Wer nach draußen blickt, hält den Winter für überstanden, doch das ist ein Irrtum! Momentan sieht es ganz gut aus – und auch in den kommenden Tagen soll es schön werden. „Sie bringen viel Sonnenschein. Hoch Renate ist zwar weg, aber die Nachfolgerin, das Hoch Sandra, ist schon da.
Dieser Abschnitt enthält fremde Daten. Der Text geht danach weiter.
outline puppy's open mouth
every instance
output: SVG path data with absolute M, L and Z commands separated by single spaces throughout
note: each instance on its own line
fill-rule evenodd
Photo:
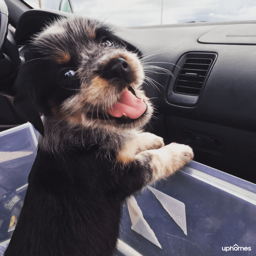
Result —
M 131 119 L 139 117 L 146 111 L 147 106 L 131 87 L 125 89 L 117 102 L 108 110 L 113 116 L 125 116 Z

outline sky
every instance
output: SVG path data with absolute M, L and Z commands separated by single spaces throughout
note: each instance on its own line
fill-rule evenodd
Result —
M 25 0 L 38 8 L 38 0 Z M 63 0 L 63 2 L 66 0 Z M 75 13 L 122 27 L 190 21 L 256 20 L 255 0 L 71 0 Z M 60 0 L 41 0 L 58 10 Z

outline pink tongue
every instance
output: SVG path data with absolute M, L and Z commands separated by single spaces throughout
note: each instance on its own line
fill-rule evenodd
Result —
M 121 117 L 124 114 L 130 118 L 136 119 L 145 112 L 146 108 L 143 100 L 137 98 L 129 91 L 125 90 L 119 101 L 108 110 L 108 113 L 116 117 Z

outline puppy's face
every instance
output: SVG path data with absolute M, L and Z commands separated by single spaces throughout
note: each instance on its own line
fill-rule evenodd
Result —
M 107 27 L 82 18 L 62 20 L 32 46 L 23 70 L 30 70 L 36 103 L 45 115 L 108 130 L 139 127 L 151 117 L 137 55 Z

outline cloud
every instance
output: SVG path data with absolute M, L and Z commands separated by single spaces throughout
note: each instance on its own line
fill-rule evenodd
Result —
M 38 0 L 27 0 L 38 3 Z M 123 27 L 159 25 L 162 0 L 71 0 L 76 13 Z M 59 0 L 41 0 L 58 10 Z M 254 0 L 163 0 L 163 24 L 256 19 Z

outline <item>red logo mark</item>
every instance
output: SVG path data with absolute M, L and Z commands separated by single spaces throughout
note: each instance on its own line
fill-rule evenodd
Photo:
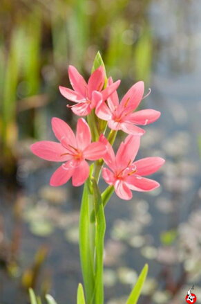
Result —
M 186 302 L 189 304 L 193 304 L 197 301 L 195 294 L 191 293 L 191 289 L 194 289 L 194 285 L 191 288 L 190 288 L 186 296 Z

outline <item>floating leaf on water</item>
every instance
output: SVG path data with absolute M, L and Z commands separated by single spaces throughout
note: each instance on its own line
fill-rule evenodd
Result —
M 53 188 L 49 186 L 42 187 L 39 190 L 39 196 L 52 204 L 58 204 L 66 202 L 67 197 L 66 188 Z

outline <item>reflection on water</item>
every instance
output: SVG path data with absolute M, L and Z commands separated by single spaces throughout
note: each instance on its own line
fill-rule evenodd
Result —
M 152 93 L 142 103 L 161 111 L 162 116 L 146 127 L 137 158 L 160 155 L 166 163 L 156 175 L 160 189 L 150 194 L 136 193 L 131 202 L 113 195 L 106 207 L 104 281 L 108 304 L 125 303 L 124 295 L 128 295 L 146 262 L 150 270 L 140 303 L 184 301 L 191 283 L 199 294 L 200 13 L 200 3 L 193 0 L 152 1 L 148 10 L 155 48 Z M 50 165 L 32 155 L 21 163 L 24 222 L 17 261 L 20 271 L 32 267 L 37 249 L 46 244 L 49 253 L 36 287 L 45 290 L 51 286 L 50 292 L 58 303 L 73 304 L 82 280 L 77 244 L 82 188 L 73 188 L 70 184 L 51 188 L 47 186 L 53 172 Z M 103 181 L 101 186 L 104 187 Z M 5 206 L 1 208 L 10 233 L 13 217 Z M 26 303 L 21 284 L 3 271 L 1 276 L 1 304 L 12 304 L 16 299 Z M 201 303 L 199 296 L 198 303 Z

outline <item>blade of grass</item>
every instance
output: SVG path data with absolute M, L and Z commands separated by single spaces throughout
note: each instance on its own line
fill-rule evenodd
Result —
M 47 300 L 48 304 L 57 304 L 57 302 L 50 294 L 46 294 L 46 299 Z
M 77 304 L 85 304 L 84 294 L 83 287 L 81 283 L 79 284 L 77 288 Z
M 126 302 L 126 304 L 136 304 L 138 298 L 140 296 L 141 290 L 143 286 L 143 284 L 146 280 L 147 273 L 148 273 L 148 265 L 145 264 L 143 269 L 142 270 L 137 281 L 134 286 L 132 292 L 130 294 L 129 298 Z
M 104 246 L 106 231 L 106 220 L 102 196 L 96 180 L 92 179 L 94 195 L 94 210 L 95 217 L 95 303 L 104 303 Z

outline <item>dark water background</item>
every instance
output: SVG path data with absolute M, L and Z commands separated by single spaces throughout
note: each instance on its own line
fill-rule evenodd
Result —
M 113 195 L 106 207 L 106 303 L 125 303 L 123 297 L 145 262 L 149 265 L 149 280 L 140 303 L 184 302 L 191 283 L 201 303 L 201 6 L 193 0 L 153 0 L 146 11 L 154 42 L 152 92 L 142 105 L 160 111 L 162 116 L 145 127 L 137 159 L 160 156 L 166 162 L 154 176 L 161 184 L 160 189 L 150 194 L 135 193 L 129 202 Z M 131 84 L 124 84 L 126 89 Z M 56 107 L 61 107 L 57 116 L 64 116 L 64 104 L 59 97 L 55 105 L 48 106 L 49 125 Z M 50 138 L 50 131 L 48 134 Z M 0 303 L 27 303 L 17 277 L 31 267 L 37 249 L 46 244 L 48 253 L 36 290 L 39 293 L 46 285 L 59 304 L 73 304 L 82 281 L 77 227 L 82 188 L 73 188 L 70 183 L 59 190 L 50 188 L 48 181 L 56 166 L 36 159 L 28 152 L 28 143 L 19 162 L 20 188 L 1 181 L 0 210 L 7 238 L 16 230 L 15 225 L 21 232 L 19 273 L 11 278 L 1 270 Z M 101 187 L 104 186 L 102 180 Z M 16 200 L 20 202 L 23 219 L 18 224 L 13 216 Z M 169 231 L 172 241 L 164 231 Z M 191 242 L 187 250 L 186 243 Z

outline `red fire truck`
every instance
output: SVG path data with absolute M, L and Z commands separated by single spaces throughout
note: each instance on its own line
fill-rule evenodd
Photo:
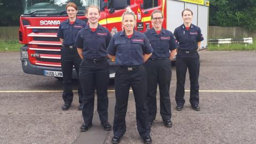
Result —
M 151 27 L 150 14 L 156 9 L 164 17 L 163 26 L 173 31 L 182 23 L 181 12 L 185 8 L 194 12 L 193 23 L 201 28 L 207 47 L 209 1 L 204 0 L 22 0 L 24 12 L 20 19 L 19 39 L 21 60 L 25 73 L 62 77 L 61 68 L 61 43 L 57 33 L 61 22 L 67 19 L 65 6 L 73 2 L 78 6 L 77 17 L 87 21 L 85 11 L 90 5 L 100 7 L 99 23 L 112 34 L 122 30 L 121 15 L 130 5 L 137 15 L 136 30 L 144 32 Z M 109 61 L 110 78 L 115 76 L 115 62 Z M 73 73 L 73 77 L 77 77 Z

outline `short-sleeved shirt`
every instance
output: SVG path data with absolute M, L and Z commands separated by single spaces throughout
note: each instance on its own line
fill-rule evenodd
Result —
M 109 31 L 100 24 L 95 31 L 92 31 L 89 25 L 86 25 L 78 32 L 76 46 L 83 49 L 83 55 L 87 59 L 106 58 L 107 47 L 111 38 Z
M 174 36 L 179 42 L 179 50 L 193 51 L 198 49 L 197 42 L 204 40 L 200 28 L 193 24 L 190 25 L 189 30 L 184 24 L 175 29 Z
M 70 25 L 68 19 L 60 23 L 57 36 L 63 39 L 62 44 L 74 45 L 77 33 L 85 26 L 85 22 L 78 18 L 73 25 Z
M 164 58 L 170 57 L 170 51 L 177 48 L 177 43 L 172 32 L 162 29 L 160 33 L 156 33 L 155 29 L 150 29 L 145 32 L 154 49 L 151 58 Z
M 108 53 L 116 56 L 116 65 L 133 67 L 144 63 L 143 55 L 152 53 L 153 49 L 144 34 L 134 30 L 128 38 L 124 31 L 116 33 L 108 47 Z

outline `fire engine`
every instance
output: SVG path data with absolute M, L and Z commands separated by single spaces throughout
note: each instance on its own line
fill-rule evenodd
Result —
M 202 47 L 207 47 L 209 1 L 204 0 L 22 0 L 23 14 L 20 18 L 19 42 L 23 71 L 34 75 L 62 77 L 61 68 L 61 43 L 57 36 L 60 22 L 68 18 L 67 3 L 76 3 L 77 17 L 85 22 L 85 11 L 89 6 L 100 9 L 99 23 L 111 34 L 122 30 L 121 16 L 130 5 L 137 16 L 136 30 L 144 32 L 151 28 L 150 15 L 155 10 L 163 12 L 163 27 L 171 31 L 182 22 L 181 11 L 185 8 L 194 12 L 192 23 L 201 27 L 205 41 Z M 110 78 L 115 76 L 115 62 L 109 61 Z M 77 78 L 74 69 L 73 78 Z

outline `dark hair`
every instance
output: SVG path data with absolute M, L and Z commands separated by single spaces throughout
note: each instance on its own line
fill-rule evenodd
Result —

Das Wetter bleibt relativ ähnlich“, sagt Jung. „Nachts ist es ziemlich kühl, heute Morgen gab es verbreitet Bodenfrost, aber tagsüber kann die Sonne schön einheizen und dann steigen die Temperaturen ordentlich in die Höhe.“

Dem Frühling will der Durchbruch in diesem Jahr nicht so richtig gelingen

Doch so richtig gelingt dem Frühling der Durchbruch nicht. Denn: „Die Wetterkonstellation bleibt momentan sehr ähnlich. Wir haben ein Hochdruckgebiet bei den britischen Inseln, ein Tief über Nordeuropa, dazwischen strömt relativ kühle Luft nach Europa“, erklärt Jung. „Aber die warmen Luftmassen kommen zumindest im Westen und Süden Deutschlands voran, deshalb gab es am Sonnabend über 20 Grad.“ Heute erwartet der Experte Wolkenfelder, viel Sonne, nur im Osten könne es auch mal Regen geben.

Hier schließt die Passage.